I know what you mean. My elderly mother-in-law(90 next week) is living with us. She is no problem other than she isn't very good on her feet. My wife works 4 days a week 6 hrs per day locally, and I work from home a lot so we get by being around for her. Putting in a home did occur to us and i think it wouldn't be a bad thing as she would other company but the cost of doing that is around £2600 per month. If you are lucky you can get funding from the local council. If you have property(she doesn't) and only you are in it then it has to be sold to pay for the funding.

As you know they love to reminisce about old times, that alone can be very tiring going over and over the same things all the time. I know my wife needs a break from it all. We have tried to make the house as safe as possible for times when we aren't there but it only takes a minute for an accident to happen. She tries to do things for herself so she isn't a burden but she doesn't realise doing things increase the chance of something bad happening so that in itself can be stressful for us.

Going back to your original points, trying to entertain the elderly can be difficult or it can be easy. If all of your elderly people are of the same ability/awareness then it's easy but most of the time the mix makes it difficult. That then gives you decisions to make who do you work with the ones maybe that are fully aware but have terminal illnesses like cancer or the ones that are virtually dead to the world. As I said before she gets entertainers in such as singers leading group singing sessions maybe of old war time songs, maybe the local school children visit etc.
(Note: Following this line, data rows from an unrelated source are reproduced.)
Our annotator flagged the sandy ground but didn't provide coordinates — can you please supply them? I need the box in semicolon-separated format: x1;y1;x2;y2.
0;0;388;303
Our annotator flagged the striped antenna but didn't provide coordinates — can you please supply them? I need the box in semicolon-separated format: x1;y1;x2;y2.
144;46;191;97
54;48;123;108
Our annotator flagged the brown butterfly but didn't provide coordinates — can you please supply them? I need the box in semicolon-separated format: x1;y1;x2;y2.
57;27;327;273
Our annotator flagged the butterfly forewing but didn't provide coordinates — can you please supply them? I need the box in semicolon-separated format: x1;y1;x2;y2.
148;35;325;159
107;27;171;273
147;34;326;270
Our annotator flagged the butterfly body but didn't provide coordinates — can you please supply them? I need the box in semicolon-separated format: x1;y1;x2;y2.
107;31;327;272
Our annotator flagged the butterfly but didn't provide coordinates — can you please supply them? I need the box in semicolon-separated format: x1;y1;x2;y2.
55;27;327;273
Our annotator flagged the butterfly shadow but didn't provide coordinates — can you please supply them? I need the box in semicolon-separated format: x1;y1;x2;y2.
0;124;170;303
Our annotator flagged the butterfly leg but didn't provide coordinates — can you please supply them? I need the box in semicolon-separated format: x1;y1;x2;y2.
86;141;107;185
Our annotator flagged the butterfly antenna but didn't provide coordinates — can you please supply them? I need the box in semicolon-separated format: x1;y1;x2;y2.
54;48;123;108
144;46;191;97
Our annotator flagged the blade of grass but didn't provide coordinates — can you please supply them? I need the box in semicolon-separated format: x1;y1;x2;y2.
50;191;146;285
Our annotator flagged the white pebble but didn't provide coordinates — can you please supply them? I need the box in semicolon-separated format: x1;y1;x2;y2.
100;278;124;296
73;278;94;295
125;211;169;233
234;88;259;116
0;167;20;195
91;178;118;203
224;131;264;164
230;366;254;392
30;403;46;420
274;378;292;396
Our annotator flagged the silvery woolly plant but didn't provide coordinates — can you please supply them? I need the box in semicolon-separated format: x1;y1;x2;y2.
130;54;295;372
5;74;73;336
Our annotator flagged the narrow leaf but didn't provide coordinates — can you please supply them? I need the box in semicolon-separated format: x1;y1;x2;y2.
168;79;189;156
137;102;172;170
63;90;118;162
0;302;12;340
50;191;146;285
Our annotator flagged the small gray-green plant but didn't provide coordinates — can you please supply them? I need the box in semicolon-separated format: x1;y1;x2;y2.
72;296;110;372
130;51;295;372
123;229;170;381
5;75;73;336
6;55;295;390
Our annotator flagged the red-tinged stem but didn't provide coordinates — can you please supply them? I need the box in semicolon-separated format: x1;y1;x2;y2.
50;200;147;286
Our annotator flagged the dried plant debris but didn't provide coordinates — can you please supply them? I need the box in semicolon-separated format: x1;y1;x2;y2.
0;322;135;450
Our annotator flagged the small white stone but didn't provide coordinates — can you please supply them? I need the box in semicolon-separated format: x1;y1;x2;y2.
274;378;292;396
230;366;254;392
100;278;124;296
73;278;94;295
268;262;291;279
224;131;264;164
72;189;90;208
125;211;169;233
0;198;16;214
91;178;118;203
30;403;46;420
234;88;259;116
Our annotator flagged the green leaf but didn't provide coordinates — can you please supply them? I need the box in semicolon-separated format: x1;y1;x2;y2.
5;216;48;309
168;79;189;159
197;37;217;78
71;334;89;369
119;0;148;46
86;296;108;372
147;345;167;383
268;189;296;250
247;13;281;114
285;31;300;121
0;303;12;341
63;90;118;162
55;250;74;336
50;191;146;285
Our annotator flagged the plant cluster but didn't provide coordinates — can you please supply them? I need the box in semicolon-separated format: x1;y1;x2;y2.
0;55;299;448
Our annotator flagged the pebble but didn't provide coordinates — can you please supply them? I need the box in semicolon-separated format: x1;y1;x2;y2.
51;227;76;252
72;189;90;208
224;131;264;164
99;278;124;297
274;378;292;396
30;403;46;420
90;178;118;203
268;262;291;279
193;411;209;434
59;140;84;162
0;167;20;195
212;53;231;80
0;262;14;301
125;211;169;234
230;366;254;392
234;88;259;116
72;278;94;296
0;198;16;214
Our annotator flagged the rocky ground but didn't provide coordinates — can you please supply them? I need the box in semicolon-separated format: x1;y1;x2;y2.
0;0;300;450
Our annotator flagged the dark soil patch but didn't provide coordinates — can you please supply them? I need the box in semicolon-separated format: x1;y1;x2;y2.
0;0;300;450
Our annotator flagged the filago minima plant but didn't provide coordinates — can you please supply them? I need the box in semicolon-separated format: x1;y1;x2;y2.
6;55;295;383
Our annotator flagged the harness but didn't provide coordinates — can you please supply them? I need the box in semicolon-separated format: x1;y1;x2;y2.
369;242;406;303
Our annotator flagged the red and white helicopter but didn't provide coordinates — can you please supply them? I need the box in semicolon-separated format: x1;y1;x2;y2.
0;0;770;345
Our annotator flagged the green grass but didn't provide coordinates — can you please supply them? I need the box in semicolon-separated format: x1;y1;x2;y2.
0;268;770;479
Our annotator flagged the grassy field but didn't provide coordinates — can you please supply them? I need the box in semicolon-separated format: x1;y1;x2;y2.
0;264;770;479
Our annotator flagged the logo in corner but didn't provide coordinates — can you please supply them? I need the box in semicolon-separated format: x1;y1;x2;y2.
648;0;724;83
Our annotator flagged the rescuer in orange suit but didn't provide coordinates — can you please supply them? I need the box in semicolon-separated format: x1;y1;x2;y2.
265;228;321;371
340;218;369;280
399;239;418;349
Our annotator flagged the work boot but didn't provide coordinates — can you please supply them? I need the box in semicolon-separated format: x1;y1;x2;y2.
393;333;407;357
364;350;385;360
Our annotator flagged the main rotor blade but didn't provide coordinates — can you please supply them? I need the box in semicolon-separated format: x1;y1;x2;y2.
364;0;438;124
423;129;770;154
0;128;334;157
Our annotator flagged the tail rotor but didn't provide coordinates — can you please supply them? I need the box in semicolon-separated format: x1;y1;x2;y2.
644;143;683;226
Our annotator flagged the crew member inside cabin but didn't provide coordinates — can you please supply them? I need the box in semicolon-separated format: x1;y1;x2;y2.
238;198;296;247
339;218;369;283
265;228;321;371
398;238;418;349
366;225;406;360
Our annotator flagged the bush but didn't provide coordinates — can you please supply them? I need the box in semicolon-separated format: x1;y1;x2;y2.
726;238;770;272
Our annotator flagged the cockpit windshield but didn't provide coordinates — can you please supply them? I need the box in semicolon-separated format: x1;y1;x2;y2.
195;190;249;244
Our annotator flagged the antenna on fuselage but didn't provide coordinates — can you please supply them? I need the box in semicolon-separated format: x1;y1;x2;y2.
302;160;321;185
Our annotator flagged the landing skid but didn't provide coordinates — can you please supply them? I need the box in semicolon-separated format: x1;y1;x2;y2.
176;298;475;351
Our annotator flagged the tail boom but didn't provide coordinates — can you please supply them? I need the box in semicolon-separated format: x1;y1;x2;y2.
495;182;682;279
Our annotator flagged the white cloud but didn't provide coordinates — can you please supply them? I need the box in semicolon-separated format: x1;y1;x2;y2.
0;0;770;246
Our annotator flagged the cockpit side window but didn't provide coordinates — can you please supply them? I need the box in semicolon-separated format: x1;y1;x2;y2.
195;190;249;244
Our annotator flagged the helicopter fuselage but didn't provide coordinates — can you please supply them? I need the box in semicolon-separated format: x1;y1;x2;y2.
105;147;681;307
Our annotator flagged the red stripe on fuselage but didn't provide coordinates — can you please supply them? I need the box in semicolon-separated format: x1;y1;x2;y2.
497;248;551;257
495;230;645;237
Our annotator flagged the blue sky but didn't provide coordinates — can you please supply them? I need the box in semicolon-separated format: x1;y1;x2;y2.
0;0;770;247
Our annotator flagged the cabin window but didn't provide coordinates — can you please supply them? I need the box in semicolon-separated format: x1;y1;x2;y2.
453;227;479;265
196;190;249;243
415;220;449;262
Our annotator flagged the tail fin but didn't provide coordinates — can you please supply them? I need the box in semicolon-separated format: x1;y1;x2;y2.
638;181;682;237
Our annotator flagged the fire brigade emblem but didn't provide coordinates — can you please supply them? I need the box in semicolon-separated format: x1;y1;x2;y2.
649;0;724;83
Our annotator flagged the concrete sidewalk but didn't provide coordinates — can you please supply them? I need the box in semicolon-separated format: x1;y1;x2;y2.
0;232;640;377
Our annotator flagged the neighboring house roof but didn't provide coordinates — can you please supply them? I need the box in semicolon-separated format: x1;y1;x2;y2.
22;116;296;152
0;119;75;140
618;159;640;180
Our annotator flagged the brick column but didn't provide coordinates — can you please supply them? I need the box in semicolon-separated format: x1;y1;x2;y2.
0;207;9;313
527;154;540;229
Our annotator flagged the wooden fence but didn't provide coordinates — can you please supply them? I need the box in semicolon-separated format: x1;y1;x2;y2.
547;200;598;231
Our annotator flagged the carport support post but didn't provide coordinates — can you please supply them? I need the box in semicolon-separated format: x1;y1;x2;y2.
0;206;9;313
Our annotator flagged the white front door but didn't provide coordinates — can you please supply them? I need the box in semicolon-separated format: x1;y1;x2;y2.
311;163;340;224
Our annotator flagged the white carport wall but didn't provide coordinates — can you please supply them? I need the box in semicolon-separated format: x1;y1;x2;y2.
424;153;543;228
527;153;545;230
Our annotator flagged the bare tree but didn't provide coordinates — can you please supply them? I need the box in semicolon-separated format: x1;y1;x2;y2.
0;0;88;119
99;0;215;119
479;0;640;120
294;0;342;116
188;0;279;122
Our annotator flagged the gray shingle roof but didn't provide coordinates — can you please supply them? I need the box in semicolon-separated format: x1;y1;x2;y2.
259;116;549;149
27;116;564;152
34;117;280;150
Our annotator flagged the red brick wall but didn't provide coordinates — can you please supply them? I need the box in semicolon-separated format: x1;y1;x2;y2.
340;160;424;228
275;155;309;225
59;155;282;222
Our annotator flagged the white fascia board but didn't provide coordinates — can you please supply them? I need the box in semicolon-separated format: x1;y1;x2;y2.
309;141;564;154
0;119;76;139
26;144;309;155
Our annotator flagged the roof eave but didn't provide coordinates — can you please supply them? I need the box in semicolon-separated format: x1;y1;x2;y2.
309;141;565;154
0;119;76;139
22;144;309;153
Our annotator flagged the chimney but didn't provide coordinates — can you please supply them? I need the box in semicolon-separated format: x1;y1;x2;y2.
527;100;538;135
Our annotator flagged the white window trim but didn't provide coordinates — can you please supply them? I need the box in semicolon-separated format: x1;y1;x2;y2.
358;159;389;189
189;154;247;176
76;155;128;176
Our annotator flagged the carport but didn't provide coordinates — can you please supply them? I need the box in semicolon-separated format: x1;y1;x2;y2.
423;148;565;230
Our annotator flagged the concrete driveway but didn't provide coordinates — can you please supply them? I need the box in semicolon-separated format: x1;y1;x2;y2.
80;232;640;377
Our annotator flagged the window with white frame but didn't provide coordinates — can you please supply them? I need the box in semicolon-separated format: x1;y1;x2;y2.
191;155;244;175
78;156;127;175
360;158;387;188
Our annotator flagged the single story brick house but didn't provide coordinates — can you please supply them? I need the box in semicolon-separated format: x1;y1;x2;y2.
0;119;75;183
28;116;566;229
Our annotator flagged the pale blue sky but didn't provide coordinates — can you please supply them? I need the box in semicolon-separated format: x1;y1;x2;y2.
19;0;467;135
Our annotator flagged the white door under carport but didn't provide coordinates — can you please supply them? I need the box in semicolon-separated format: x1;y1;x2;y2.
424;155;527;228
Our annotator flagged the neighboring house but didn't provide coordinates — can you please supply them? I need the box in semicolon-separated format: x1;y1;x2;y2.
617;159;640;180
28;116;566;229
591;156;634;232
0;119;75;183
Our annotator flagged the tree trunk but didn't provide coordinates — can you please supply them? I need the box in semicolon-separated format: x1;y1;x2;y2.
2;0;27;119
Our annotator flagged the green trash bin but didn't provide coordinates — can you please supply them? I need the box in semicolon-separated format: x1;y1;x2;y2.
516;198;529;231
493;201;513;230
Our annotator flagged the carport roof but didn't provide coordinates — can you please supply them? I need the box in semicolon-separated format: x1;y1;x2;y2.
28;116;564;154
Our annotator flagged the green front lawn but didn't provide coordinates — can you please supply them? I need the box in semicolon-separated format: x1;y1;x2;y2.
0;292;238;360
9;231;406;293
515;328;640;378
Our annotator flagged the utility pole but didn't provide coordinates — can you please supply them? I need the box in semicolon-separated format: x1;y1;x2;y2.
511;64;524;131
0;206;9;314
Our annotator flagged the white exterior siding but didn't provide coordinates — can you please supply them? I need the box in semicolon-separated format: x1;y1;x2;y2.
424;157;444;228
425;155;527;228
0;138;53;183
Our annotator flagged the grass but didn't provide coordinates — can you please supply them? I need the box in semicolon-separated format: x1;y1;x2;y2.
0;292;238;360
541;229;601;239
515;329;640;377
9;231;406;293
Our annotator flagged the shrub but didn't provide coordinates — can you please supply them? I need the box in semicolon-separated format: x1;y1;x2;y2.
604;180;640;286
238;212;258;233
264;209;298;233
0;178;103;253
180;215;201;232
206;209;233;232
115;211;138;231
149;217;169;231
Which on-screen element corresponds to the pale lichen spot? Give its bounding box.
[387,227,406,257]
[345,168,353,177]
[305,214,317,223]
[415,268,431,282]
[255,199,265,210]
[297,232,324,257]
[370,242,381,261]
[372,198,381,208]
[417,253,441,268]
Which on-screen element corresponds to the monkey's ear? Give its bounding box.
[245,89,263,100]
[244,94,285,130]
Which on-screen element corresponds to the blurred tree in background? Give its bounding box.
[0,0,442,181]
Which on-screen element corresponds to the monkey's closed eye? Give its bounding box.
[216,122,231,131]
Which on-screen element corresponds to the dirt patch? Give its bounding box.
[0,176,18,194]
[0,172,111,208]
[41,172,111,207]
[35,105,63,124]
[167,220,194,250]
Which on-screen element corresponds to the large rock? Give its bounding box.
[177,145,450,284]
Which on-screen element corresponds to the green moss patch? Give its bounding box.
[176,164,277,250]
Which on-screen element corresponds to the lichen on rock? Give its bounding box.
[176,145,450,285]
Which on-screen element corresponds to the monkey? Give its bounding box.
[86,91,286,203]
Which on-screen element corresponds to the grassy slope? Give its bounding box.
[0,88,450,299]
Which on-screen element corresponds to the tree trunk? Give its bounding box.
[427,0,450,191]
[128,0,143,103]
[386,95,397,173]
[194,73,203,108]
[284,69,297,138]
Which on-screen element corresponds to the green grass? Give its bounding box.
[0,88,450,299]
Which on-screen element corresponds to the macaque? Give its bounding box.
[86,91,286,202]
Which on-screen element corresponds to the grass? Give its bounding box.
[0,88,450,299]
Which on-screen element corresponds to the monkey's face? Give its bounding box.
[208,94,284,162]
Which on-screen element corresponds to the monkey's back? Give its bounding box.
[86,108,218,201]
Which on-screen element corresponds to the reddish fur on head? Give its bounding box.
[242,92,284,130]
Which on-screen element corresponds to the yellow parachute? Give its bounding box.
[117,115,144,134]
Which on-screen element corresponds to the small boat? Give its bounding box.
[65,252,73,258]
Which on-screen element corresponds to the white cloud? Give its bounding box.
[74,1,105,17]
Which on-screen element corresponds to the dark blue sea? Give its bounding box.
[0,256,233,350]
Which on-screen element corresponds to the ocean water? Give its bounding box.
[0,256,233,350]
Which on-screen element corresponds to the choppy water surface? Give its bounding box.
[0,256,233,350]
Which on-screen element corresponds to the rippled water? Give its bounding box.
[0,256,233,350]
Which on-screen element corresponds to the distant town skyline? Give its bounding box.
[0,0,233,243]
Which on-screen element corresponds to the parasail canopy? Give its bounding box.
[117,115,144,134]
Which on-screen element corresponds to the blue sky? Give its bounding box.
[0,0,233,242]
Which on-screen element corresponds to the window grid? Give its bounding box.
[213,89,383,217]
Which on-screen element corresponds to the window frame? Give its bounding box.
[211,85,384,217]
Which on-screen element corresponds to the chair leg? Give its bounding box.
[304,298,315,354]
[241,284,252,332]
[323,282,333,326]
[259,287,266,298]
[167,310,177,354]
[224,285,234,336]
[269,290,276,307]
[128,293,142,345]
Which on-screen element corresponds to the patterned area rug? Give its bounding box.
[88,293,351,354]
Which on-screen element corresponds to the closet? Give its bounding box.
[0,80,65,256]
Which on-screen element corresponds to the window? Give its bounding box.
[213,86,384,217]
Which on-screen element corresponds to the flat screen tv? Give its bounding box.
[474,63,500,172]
Maybe she just has a reminiscence session where they can all interact where possible. She organises trips out but of course they cannot take everyone out so it would be the ones that are most aware so some cannot go. It's a fine balancing act to make sure everyone is stimulated.
 

mintyk

Member
dignity
I worked in one the bigger "Mental Hospitals" One of those that was closed for "Care in the Community" HUH! I then worked in the community. Care,,, I did so did my collegues but caring from the few does not in anyway compensate for the greedy doing this job because they think it will be easy, for some it is. They make it easy for themselves at the expense of the weak and vunerable. A staff of 2 night time workers and maybe 8 day time staff cared for 29 elderyl, phyisically and mentally impaired ladies. One was 92 and had taken to bed care. You know not one of these ladies had a pressure sore.On the community, majority had them. Peole was not washed properly and not fed properly, I think "Care in the Community" stinks! How could a care home for four with a worker when the residents have been in hospital most of their lives.Maybe today it is different I dn't know as I have been away from work for a while now. I do wonder.

I know not everyone is the same there are some great caring workers. I do think for every one that is caring there must be a dozen that do not give a monkeys. It's just a job.





In the hospital we hade so much therapy for the residents, physio, dance, music.